How do I survive the most important day of my life and then blog about it? Well let’s start off with a disclaimer: Nothing I write here can ever begin to describe how great a day it was. Nothing I post could possibly do the event justice, and honestly, I’m starting to have some respect for the writers of history books. How does someone stuff the importance of Normandy into one chapter? How does one put into a few paragraphs an entire weekend of wedding funtimes? Can’t be done.
Let’s give it a shot anyway, if for no other reason than to give my new Uncle Danny and Dave something to talk about at work.
The last time I checked into the RT (with any real effort) was last Wednesday, the 6th, when I was preparing the Garvey mans for the rehearsal gala. Right now, I’m sitting in an airport in Cincinnati, renting wireless access from tmobile, sharing a mint chocolate milkshake with my wife. Here are a few things that happened between those two times:
Thursday: mowed, weed-wacked, mulched, phoned law schools, phoned utility companies. Met up with my groomsmen and a few others for a night of poker wherein they let me win. Lisa got drunk at the square.
Friday: electrical work, yard work, astroturf work. Drove with Lou to get two more kegs of the Flying Bison, and called biological Uncle Dan for help with the taps (he also helped with the ice, with the emceeing at the reception, with a “European Survival Kit” containing “I Am Canadian” tee-shirts, and especially with a big-ass tray of bacon for Sunday brunch. Mad, mad props.) Got to dress in my new Tommy Bahama outfit. Wedding rehearsal. Wedding rehearsal party. Awesome awesome awesome awesome.
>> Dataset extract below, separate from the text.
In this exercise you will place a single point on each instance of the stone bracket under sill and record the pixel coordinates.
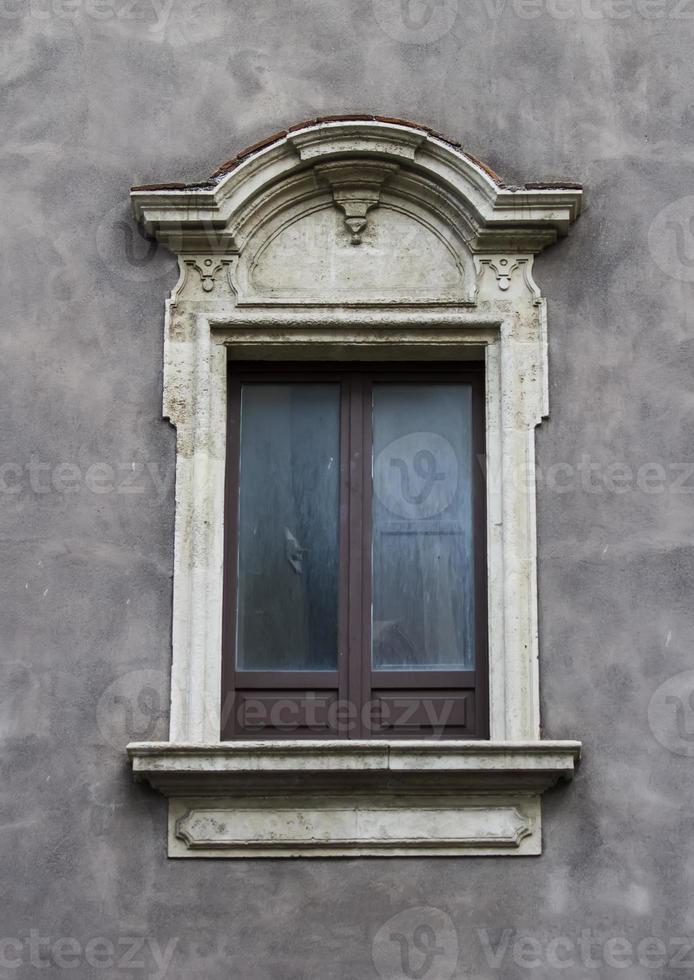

Things I’ll always remember about the wedding rehearsal dinner: the fireworks a la the groomsmen; smoked king salmon a la our Alaska trip; Sammy, Miranda, and, well, everyone wearing “Celebrate” glitter on their foreheads; Leonard telling jokes; a wave of babies; Uncle Neil’s toast; everyone noticing and commenting on the lawns; Lisa leaving before midnight, after I gave her the journal I started on September 9th, 2003, when I first knew I wanted to marry her; the drunk brigade who sat with me the night before I got married, eating peanuts, drinking clicquot, and talking about papa.
Saturday: up at 7, surprised to see I got five good hours of sleep, more surprised to see the coffee grinder broken. Saw mom early, made her cry. No real prep work to be done, but Alex and I found things to do anyway, thankfully. Hoffman showed around 12:30, and the guys party took their time getting dressed in the last air-conditioned space we’d see all day. Tuxes: A) looked like waiters B) looked like James Bond C) looked perfect. Trolley was not stocked with cookies , but did contain champagne and a life-size superman cut-out. Met photographers at church, who were attractive young ladies, obviously not turned on by men in sweaty tuxes. The wedding. The wedding reception. Awesome infinity plus one.
Thins I’ll always remember about the wedding: less than you’d expect – it went by so quick, and I was watching from behind my eyes, flying on autopilot. It was hot hot. I didn’t cry until I saw Esther mouth to John that she couldn’t look at me. I remember thinking there was no fourth wall. The doors opened and Lisa and her (now, “our”) father were silhouetted against the quad’s light. I told Father Tunney I arranged all the flowers, and we laughed because I was lying during my own wedding, in front of the alter. Aunt Janet’s reading. Little bottles of water from nowhere. Uncle Neil’s reading, which was the long version of the one we found, and was preempted by “Dear Corinthians, wish you were here…” or something like that. Sarah’s right, though – a long mass is a-ok so long as you mean it. Mom looked so happy, and Dave Hoffmann was visible even thirty pews away. Music – my God, the music. Most are married in the ethereal presence of a choir of angels. We actually arranged to have one sing at ours. Thank you ladies, thank you guys, and thank you Joy for giving me shivers during “River of Glory”. I passed notes to Lisa – did anyone see that? Katie had a bit of tissue on her nose – please, in the name of all that is holy, please tell me someone got a picture of it.
Nope. It can’t be done. This post is even longer than my normal tomes, and I haven’t even gotten to the end of the mass yet. And actually, I notice it’s about time to catch our flight out of here, taking us into the arms of my wife’s ancestral lands. I’ll be on the roads among northern Italy for the next two weeks, but hopefully, I’ll be able to check in if I can find another hotspot. In the meantime, help me fill in the cracks – email me at email@example.com and send me stories, send me pictures, send me the jokes that Leonard told that I’ve already forgotten.
And in case I didn’t tell you this during a drunken stupor on Saturday night, I love you all.